I try not to think about tomorrow, but my mind keeps coming back to it. Is there more I can do, besides stalking Robbie Reynolds? Could I somehow stop Bill and Veronica from—
I freeze midstep, listening intently. I could’ve sworn I just heard—
There it is again. Clearer this time.
A scream.
Chapter Fifty-Four
KARL
His fort was supposed to be his safe place. His fortress of solitude. The lone place where he was the one with the power, the one in control.
And then Robbie found it.
“Leave me alone,” Karl screamed, tearing through the trees without paying attention to where he was going.
Karl hadn’t seen them until it was too late. He’d been too excited about digging into the newest issue of Peter Parker, The Spectacular Spider-Man, which he’d picked up at the comics shop right after school, along with an older Incredible Hulk that he’d slipped into his backpack while the shop owner was looking for the Spider-Man book. He had planned to spend a blissful afternoon reading in his fort and tuning out the world.
Except no sooner had he entered his fort and pulled the comics out of his backpack than there were Robbie and his goons. Karl had no idea how long they’d been following him. He was sure he would’ve noticed them crossing the bridge behind him, so maybe they’d already been in the woods when they spotted him.

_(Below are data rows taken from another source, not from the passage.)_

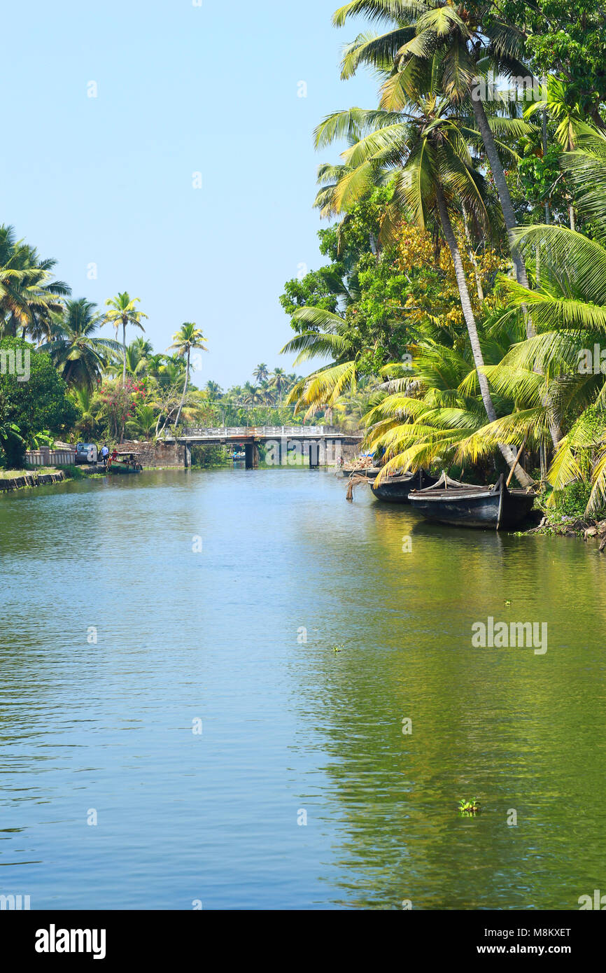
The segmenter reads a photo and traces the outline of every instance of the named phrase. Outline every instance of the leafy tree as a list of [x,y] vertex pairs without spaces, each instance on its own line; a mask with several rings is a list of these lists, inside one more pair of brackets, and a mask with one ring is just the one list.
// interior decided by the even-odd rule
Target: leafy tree
[[86,298],[67,301],[61,315],[53,316],[51,341],[42,345],[68,385],[90,389],[96,385],[118,342],[95,337],[100,315]]
[[58,434],[78,419],[78,410],[67,396],[67,384],[57,374],[51,356],[36,351],[32,344],[18,338],[0,340],[0,355],[10,361],[11,353],[27,361],[29,377],[3,369],[0,374],[0,448],[9,469],[18,469],[25,460],[25,448],[42,430]]
[[173,343],[170,345],[171,348],[177,349],[177,354],[181,358],[187,359],[187,365],[185,369],[185,384],[183,386],[183,397],[181,399],[181,405],[179,411],[177,412],[177,417],[175,419],[175,425],[179,425],[179,419],[181,417],[181,411],[183,409],[183,404],[185,402],[185,397],[188,391],[188,384],[190,381],[190,359],[192,350],[194,348],[198,348],[200,351],[207,351],[206,339],[204,338],[202,332],[199,328],[196,327],[196,324],[186,321],[181,325],[179,331],[172,336]]
[[145,331],[145,328],[141,324],[141,320],[147,317],[143,311],[137,310],[135,305],[139,303],[139,298],[130,298],[126,291],[123,291],[118,294],[115,298],[108,298],[105,302],[109,310],[105,312],[105,317],[103,323],[113,324],[116,337],[118,337],[118,329],[122,324],[122,347],[123,347],[123,358],[124,366],[122,373],[122,383],[126,384],[126,326],[131,324],[135,328],[140,328],[141,331]]

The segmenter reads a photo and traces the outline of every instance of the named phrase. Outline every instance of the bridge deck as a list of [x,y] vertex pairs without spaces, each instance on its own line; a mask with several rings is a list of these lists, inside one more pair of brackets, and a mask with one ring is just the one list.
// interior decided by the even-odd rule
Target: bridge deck
[[224,426],[183,429],[167,434],[165,443],[259,443],[267,440],[327,440],[359,443],[362,435],[342,432],[335,426]]

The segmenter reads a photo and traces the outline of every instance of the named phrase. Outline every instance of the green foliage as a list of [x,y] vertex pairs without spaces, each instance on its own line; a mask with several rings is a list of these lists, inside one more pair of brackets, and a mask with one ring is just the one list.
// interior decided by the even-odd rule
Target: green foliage
[[43,429],[63,433],[79,414],[49,354],[17,338],[0,340],[1,351],[29,355],[26,381],[18,381],[18,375],[0,375],[0,447],[6,465],[15,469],[22,467],[26,444],[32,437]]
[[558,514],[564,514],[567,517],[583,517],[589,502],[590,493],[590,484],[582,482],[568,484],[557,492],[554,509]]
[[470,814],[477,814],[480,811],[480,801],[477,797],[471,798],[471,800],[459,801],[459,813],[469,816]]

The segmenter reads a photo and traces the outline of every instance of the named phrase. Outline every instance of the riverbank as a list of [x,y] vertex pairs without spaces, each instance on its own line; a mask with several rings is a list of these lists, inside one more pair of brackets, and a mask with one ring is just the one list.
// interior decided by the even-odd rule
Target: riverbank
[[43,466],[39,469],[0,470],[0,492],[8,492],[23,487],[48,486],[50,484],[63,483],[65,480],[80,480],[84,474],[76,466],[62,469]]

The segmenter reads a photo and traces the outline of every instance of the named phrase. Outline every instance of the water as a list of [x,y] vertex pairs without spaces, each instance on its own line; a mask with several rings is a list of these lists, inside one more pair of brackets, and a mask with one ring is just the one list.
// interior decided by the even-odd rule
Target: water
[[[0,893],[578,909],[606,890],[606,555],[369,494],[237,470],[0,497]],[[473,648],[488,616],[547,622],[547,653]]]

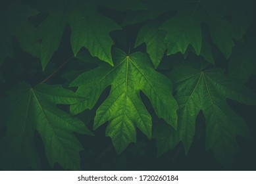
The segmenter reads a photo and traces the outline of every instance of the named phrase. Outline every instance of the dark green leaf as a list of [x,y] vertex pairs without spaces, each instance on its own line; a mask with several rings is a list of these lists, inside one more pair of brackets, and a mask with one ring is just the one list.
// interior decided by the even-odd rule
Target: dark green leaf
[[58,162],[64,168],[79,170],[82,148],[73,132],[91,133],[83,122],[55,104],[72,104],[81,99],[59,85],[42,83],[31,87],[22,83],[14,87],[5,102],[7,133],[0,144],[4,150],[0,167],[38,170],[40,163],[33,141],[37,130],[51,166]]
[[159,128],[154,136],[159,139],[159,154],[172,149],[179,141],[188,152],[195,134],[195,118],[201,110],[206,118],[207,149],[212,149],[223,164],[228,163],[237,151],[236,137],[251,137],[243,118],[229,106],[226,99],[255,104],[255,94],[241,81],[224,74],[222,70],[205,70],[191,62],[175,65],[172,78],[179,104],[178,131],[165,126]]
[[118,49],[113,53],[114,67],[99,66],[71,83],[78,86],[78,94],[91,98],[72,105],[70,110],[78,114],[91,109],[102,91],[111,85],[109,97],[96,112],[93,127],[109,121],[106,135],[111,137],[120,153],[130,142],[136,141],[136,127],[151,137],[151,117],[141,100],[140,91],[149,99],[157,116],[174,127],[177,106],[171,94],[171,81],[154,70],[146,55],[136,53],[127,56]]
[[166,32],[159,30],[157,25],[151,24],[143,26],[138,35],[135,47],[145,43],[147,45],[147,53],[151,59],[155,68],[157,68],[162,60],[166,49],[164,38]]
[[72,30],[70,41],[75,56],[85,47],[91,55],[113,65],[111,49],[113,41],[109,34],[120,28],[114,21],[100,14],[97,7],[95,1],[65,0],[52,9],[39,26],[43,69],[58,49],[68,24]]

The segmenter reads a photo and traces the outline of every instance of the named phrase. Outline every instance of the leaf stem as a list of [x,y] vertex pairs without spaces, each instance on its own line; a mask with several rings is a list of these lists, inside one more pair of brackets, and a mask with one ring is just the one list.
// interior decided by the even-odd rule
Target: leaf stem
[[51,78],[55,74],[56,74],[61,68],[63,68],[74,57],[70,57],[69,58],[68,58],[67,60],[66,60],[66,61],[64,62],[63,62],[58,68],[57,68],[53,73],[51,73],[51,75],[49,75],[49,76],[47,76],[46,78],[45,78],[43,81],[41,81],[40,83],[45,83],[45,81],[47,81],[47,80],[49,80],[50,78]]

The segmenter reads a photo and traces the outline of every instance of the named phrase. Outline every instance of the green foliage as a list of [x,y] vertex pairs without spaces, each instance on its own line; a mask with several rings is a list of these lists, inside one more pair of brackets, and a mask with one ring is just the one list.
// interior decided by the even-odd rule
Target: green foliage
[[104,89],[111,85],[109,97],[97,110],[93,129],[109,121],[106,136],[111,137],[116,151],[120,152],[130,143],[136,142],[136,127],[149,139],[151,137],[151,118],[141,102],[140,91],[148,97],[157,116],[175,128],[178,106],[171,95],[171,81],[153,69],[146,55],[136,53],[127,56],[116,49],[113,55],[114,67],[101,65],[71,83],[70,86],[78,86],[77,94],[91,97],[72,105],[71,112],[76,114],[91,109]]
[[[242,152],[238,139],[255,138],[253,113],[237,110],[256,104],[253,7],[250,1],[3,3],[0,169],[97,170],[109,154],[124,168],[130,158],[155,154],[152,137],[159,156],[180,142],[190,154],[197,124],[206,149],[232,164]],[[102,129],[112,141],[105,150]]]
[[97,5],[95,1],[66,0],[60,1],[53,8],[38,28],[38,39],[42,41],[43,70],[58,49],[67,24],[72,30],[70,41],[75,56],[85,47],[91,55],[113,65],[111,47],[113,42],[109,33],[120,28],[111,19],[101,15],[97,11]]
[[1,141],[1,167],[10,169],[39,168],[38,153],[33,143],[36,129],[45,145],[45,154],[53,166],[80,168],[82,149],[72,132],[92,135],[80,120],[61,110],[55,104],[72,104],[82,97],[61,86],[39,84],[34,87],[23,83],[15,86],[6,101],[7,133]]
[[251,137],[243,118],[230,108],[226,100],[229,98],[254,104],[256,95],[241,81],[228,78],[223,72],[218,68],[205,70],[199,62],[178,62],[174,66],[172,78],[176,84],[175,98],[179,105],[178,128],[177,131],[163,126],[158,128],[155,137],[159,139],[159,154],[166,148],[173,149],[180,141],[188,153],[200,110],[206,118],[206,148],[213,149],[216,158],[222,163],[228,163],[234,158],[238,147],[237,135]]

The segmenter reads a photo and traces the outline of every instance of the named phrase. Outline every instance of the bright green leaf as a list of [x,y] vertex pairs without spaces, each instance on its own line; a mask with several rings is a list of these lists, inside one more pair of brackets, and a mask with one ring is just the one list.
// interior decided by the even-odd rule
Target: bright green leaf
[[43,139],[46,157],[64,168],[79,170],[82,149],[73,135],[91,135],[84,124],[59,109],[58,104],[72,104],[84,99],[59,85],[39,84],[34,87],[22,83],[13,88],[5,104],[7,133],[1,141],[1,168],[38,170],[40,163],[35,148],[37,130]]
[[140,91],[149,99],[157,116],[175,128],[177,105],[172,96],[171,81],[154,70],[146,55],[136,53],[127,56],[116,49],[113,60],[114,67],[101,65],[81,74],[70,84],[78,86],[76,93],[91,97],[72,105],[70,110],[78,114],[91,109],[102,91],[111,85],[109,96],[96,112],[93,127],[109,122],[106,135],[111,137],[120,153],[130,143],[136,142],[136,127],[147,137],[151,137],[151,117]]

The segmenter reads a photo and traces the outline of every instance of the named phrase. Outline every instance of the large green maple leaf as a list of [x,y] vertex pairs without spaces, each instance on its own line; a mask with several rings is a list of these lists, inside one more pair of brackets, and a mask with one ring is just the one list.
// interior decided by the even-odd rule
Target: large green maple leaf
[[151,117],[141,101],[140,91],[149,99],[157,115],[174,128],[177,104],[172,95],[172,82],[154,70],[147,55],[128,56],[115,49],[113,60],[114,67],[101,64],[74,80],[70,85],[78,87],[76,93],[90,98],[72,105],[70,109],[73,114],[91,109],[102,91],[111,85],[109,96],[97,110],[93,128],[108,121],[106,135],[111,137],[119,153],[130,143],[136,142],[136,127],[151,137]]
[[39,47],[35,39],[36,28],[28,21],[28,18],[38,12],[28,5],[14,3],[2,5],[1,9],[5,9],[0,10],[0,66],[6,58],[13,58],[13,36],[23,51],[38,56]]
[[60,1],[39,25],[43,69],[57,50],[67,24],[71,28],[71,46],[76,56],[87,48],[91,55],[113,65],[111,49],[113,41],[109,34],[120,27],[97,11],[97,1]]
[[193,142],[196,117],[202,110],[206,118],[206,148],[212,149],[221,163],[228,164],[237,151],[236,137],[251,135],[243,118],[230,107],[226,99],[255,104],[255,94],[242,81],[228,77],[223,70],[205,70],[199,62],[174,64],[171,78],[175,82],[175,98],[179,105],[178,128],[174,131],[161,124],[156,129],[154,137],[158,139],[159,154],[174,148],[180,141],[187,153]]
[[71,104],[84,99],[59,85],[15,86],[5,101],[7,131],[1,140],[0,168],[38,170],[40,161],[34,143],[35,130],[42,138],[51,166],[80,169],[82,147],[73,132],[91,135],[84,124],[56,104]]
[[159,65],[166,49],[164,38],[166,32],[159,30],[157,24],[147,24],[140,30],[134,47],[145,43],[147,53],[149,54],[155,68]]

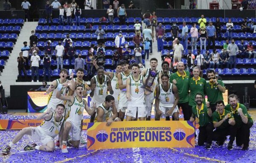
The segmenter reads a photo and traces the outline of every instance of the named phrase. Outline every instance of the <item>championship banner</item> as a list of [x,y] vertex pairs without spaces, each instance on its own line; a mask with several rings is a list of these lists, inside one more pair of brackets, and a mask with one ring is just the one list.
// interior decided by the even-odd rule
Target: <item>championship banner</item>
[[87,149],[195,147],[195,126],[189,121],[90,123]]

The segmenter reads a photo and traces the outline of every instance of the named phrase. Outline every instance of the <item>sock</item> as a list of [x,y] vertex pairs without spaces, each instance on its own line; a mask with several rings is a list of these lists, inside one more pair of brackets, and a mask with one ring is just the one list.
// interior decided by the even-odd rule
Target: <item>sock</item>
[[10,147],[11,148],[12,148],[12,146],[13,146],[14,145],[14,144],[13,143],[12,143],[12,141],[10,142],[10,143],[9,143],[9,146],[10,146]]
[[40,146],[36,146],[35,147],[35,149],[36,150],[40,150],[39,148],[40,147]]

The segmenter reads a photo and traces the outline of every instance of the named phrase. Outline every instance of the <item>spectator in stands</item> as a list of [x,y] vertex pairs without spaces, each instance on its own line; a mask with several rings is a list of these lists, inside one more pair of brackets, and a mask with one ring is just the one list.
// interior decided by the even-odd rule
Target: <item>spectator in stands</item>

Not that it mattered. Robbie wasted no time in sweeping the treasures Karl had collected off the shelves onto the ground and ripping down the canvas he’d rigged to provide shelter. At first, Karl tried to stop him, but then he realized that as soon as they got bored with destroying his stuff, the only thing left to destroy would be him.
That’s when he ran.
Steve was blocking the path back to his house, so Karl ran in the opposite direction, toward the river. Branches scratched at his face as he crashed through the woods, sneakers crunching on a thick carpet of fallen leaves. Spiderwebs clung to his face and arms where he’d smashed through an invisible barrier, and he tried his best to wipe the sticky silk from his mouth and eyes as he ran.